Das Internet steigt in seiner Bedeutung als Informationsquelle – auch in Gesundheitsfragen. Für Hausärztinnen und Hausärzte kann das Fluch und Segen zugleich sein. In jedem Fall aber verändert es die Arzt-Patienten-Kommunikation. Tipps, wie sie auch im Teamwork mit "Dr. Google" gelingen kann.
Immer mehr Patientinnen und Patienten nutzen das Internet als Informationsquelle in Gesundheitsfragen. Die Folge: Sie kommen zum Teil vorinformiert in die Praxen oder informieren sich nach dem ärztlichen Gespräch bei “Dr. Google”.
Die Corona-Pandemie habe diese Entwicklung zusätzlich verstärkt, berichtet Prof. Marie-Luise Dierks, Leiterin der Patientenuniversität an der Medizinischen Hochschule Hannover (MHH). “Ich sehe diese Entwicklung durchaus auch positiv. Viele Menschen kannten zum Beispiel das Robert Koch-Institut nicht oder wussten nicht, was eine Inzidenz ist”, sagt sie mit Blick auf die Zeit vor der Corona-Pandemie.
Doch wie wirkt sich dies auf das ärztliche Beratungsgespräch aus? Hausärztinnen und Hausärzte sind sich einig: Der Beratungsbedarf steigt, die Gespräche werden aufwändiger, das differenzierte Aufklären benötigt mehr Zeit – auch wenn die Auseinandersetzung mit vorinformierten Patienten auch eine Herausforderung im positiven Sinne sein kann.
“Die Patienten kommen nicht mit Diagnosen zum Hausarzt, sondern mit unzusammenhängenden, online-bezogenen Wissensfragmenten, die sie selbst mangels Fachkenntnis nicht verknüpfen und einordnen können”, beobachten Dr. Thomas Maurer, Vorsitzender des Hausärzteverbandes Schleswig Holstein, und sein 2. Vize-Vorsitzender Dr. Jens Lassen.
Insbesondere “mit Halbwahrheiten informierte Patienten” sieht beispielsweise Stefan Zutz, Hausarzt in Neubukow und Chef des Hausärzteverbandes Mecklenburg-Vorpommern, als problematisch an (s. Erfahrungsbericht).

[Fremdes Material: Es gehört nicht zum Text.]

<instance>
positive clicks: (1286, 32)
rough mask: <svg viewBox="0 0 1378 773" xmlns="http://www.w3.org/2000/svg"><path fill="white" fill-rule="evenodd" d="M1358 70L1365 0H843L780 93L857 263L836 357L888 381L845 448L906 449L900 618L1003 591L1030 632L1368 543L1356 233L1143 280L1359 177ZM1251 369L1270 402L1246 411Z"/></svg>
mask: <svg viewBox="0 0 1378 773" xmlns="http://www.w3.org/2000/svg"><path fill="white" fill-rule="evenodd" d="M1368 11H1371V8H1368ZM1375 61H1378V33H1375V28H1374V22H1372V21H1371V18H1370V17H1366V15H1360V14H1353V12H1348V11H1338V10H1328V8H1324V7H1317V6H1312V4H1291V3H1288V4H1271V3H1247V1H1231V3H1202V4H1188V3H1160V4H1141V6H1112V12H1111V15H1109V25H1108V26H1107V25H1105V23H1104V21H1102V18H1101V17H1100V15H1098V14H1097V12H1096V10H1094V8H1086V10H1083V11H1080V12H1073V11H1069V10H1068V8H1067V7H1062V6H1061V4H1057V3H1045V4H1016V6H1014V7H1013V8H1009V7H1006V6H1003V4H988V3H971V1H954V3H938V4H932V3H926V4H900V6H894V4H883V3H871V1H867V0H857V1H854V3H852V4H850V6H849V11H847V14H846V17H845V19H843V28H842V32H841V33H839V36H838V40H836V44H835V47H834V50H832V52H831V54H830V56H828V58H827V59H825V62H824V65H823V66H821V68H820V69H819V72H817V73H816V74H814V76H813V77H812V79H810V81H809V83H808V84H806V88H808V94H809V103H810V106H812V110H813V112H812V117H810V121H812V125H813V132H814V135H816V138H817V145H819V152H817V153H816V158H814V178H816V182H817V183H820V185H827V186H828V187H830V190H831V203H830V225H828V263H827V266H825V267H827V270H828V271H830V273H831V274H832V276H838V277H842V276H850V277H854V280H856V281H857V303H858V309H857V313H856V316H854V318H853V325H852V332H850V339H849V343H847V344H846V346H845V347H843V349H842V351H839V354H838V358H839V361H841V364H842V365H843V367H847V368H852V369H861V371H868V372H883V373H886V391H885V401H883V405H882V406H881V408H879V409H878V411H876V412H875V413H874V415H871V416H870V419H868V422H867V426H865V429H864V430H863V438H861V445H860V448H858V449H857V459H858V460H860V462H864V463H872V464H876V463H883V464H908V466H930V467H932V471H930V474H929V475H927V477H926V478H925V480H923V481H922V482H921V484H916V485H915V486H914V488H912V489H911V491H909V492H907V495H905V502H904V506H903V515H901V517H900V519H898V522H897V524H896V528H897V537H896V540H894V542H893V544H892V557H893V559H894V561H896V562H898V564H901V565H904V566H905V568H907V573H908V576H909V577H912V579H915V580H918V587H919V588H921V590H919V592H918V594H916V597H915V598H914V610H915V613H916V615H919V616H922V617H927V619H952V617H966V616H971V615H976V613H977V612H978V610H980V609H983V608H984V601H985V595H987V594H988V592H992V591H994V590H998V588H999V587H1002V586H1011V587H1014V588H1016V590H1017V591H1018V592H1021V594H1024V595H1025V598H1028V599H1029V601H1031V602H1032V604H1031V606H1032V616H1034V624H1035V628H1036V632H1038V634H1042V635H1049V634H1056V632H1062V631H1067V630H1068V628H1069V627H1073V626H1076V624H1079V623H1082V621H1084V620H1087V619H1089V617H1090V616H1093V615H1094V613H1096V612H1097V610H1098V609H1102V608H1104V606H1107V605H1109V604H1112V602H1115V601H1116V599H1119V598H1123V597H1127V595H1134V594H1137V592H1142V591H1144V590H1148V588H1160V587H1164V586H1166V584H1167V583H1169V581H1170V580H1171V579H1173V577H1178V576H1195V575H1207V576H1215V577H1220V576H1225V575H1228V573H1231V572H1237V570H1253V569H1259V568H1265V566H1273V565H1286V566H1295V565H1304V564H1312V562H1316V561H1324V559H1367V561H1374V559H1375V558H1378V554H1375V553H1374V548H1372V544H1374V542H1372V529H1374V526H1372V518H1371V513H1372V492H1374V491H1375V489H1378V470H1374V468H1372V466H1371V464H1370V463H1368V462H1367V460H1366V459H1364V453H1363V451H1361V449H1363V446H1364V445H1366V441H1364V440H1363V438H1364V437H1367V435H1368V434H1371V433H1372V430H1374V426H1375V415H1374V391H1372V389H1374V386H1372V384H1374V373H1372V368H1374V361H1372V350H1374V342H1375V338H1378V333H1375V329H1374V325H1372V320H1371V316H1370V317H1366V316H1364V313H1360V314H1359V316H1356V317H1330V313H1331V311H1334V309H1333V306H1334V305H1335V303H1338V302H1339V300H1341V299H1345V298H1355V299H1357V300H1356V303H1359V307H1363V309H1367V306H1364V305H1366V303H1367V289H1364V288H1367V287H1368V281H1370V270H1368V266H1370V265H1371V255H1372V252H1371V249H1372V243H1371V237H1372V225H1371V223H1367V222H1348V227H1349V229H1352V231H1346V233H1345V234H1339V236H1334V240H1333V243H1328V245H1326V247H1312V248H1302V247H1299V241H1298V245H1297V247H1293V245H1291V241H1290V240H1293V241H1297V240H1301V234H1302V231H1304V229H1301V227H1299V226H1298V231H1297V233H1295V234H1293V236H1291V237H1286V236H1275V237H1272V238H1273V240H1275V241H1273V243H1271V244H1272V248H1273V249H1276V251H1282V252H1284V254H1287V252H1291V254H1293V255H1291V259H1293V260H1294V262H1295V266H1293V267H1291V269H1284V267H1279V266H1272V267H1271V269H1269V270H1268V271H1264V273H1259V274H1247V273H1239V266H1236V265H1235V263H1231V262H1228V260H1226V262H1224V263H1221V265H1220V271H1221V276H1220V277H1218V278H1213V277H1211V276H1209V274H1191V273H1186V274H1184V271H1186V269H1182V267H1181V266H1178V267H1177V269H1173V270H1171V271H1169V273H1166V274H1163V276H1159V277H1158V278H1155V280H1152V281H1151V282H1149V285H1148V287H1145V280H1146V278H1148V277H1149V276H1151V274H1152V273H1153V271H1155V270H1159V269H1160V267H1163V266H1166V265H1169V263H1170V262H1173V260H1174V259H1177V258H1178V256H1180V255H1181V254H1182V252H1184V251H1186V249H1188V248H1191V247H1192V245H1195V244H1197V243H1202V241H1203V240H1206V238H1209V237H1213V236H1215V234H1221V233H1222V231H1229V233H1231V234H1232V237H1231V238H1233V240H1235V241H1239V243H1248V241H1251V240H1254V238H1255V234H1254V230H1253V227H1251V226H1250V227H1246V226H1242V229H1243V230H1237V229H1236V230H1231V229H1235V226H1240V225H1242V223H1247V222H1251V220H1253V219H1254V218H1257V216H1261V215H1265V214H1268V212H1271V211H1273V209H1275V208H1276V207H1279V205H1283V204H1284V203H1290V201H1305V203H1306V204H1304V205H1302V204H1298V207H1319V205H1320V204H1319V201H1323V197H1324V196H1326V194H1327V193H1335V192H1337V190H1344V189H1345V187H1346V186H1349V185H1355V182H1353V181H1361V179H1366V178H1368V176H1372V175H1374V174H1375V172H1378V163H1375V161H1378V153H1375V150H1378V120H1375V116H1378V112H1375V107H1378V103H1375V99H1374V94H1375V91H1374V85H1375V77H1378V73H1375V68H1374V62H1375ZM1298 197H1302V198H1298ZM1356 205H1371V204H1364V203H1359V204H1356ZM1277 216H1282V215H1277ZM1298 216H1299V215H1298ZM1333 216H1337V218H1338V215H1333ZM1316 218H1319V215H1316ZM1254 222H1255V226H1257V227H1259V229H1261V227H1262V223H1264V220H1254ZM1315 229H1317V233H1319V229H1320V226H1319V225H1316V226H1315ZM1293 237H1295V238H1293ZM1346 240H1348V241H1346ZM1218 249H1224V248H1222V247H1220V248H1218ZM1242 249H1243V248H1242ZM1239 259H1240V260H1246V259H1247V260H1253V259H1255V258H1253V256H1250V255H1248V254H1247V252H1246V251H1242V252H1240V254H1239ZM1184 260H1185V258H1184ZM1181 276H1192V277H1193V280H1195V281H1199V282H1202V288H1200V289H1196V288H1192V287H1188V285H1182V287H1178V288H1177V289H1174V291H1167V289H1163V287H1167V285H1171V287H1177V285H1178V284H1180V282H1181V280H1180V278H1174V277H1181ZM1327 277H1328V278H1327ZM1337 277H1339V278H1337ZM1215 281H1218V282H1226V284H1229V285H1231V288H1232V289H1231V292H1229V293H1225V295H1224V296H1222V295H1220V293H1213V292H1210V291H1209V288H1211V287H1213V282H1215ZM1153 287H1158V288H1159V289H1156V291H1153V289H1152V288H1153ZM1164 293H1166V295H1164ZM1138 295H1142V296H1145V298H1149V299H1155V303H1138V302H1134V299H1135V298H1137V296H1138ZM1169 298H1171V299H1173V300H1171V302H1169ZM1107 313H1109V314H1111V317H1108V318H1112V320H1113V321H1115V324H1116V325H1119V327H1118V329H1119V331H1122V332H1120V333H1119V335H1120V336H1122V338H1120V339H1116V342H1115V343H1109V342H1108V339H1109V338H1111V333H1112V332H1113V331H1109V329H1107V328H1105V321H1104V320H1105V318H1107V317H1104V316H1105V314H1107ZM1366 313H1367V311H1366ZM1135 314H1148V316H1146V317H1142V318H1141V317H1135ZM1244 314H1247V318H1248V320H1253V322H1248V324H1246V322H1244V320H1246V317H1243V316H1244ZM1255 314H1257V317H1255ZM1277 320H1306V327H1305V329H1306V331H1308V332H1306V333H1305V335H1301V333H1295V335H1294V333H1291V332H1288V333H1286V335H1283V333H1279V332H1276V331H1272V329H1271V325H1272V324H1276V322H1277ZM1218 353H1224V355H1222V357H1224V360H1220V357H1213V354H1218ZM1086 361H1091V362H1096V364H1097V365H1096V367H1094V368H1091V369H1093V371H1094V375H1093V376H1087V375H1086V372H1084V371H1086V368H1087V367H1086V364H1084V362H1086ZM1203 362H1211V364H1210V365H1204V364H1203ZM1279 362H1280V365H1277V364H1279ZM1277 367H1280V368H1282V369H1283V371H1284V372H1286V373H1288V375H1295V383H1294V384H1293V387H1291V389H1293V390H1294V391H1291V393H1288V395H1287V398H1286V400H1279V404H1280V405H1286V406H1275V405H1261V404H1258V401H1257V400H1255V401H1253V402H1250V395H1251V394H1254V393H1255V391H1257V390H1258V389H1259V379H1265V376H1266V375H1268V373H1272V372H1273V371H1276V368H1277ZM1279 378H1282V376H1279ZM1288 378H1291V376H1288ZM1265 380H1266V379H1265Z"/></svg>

Eine Bitkom-Studie untermauert die Stimmen aus der Praxis: 90 Prozent der 528 befragten Ärzte fanden, dass Patienten durch Infos aus dem Internet verunsichert werden [1]. 67 Prozent gaben an, dass der Umgang mit Patienten, die alles durch das Internet besser zu wissen scheinen, anstrengend sei.
Gesundheitskompetenz hat sich verschlechtert
Die langfristig angelegte Studie “Gesundheitskompetenz der Bevölkerung in Deutschland” der Universität Bielefeld zeigt darüber hinaus steigenden Beratungsbedarf: Die Gesundheitskompetenz der Deutschen, also ihr Umgang mit gesundheitsrelevanten Informationen, ist seit 2014 gesunken.
Laut der Studie verfügten 54,3 Prozent der volljährigen Bevölkerung (über 15 Jahre) 2014 über eine geringe Gesundheitskompetenz, bis 2020 stieg diese Zahl auf 64,2 Prozent (siehe Abb.). Als “Gesundheitskompetenz” bezeichnen die Wissenschaftler das “Wissen, die Motivation und die Fähigkeit, gesundheitsrelevante Informationen zu finden, verstehen, beurteilen und anwenden zu können” [2].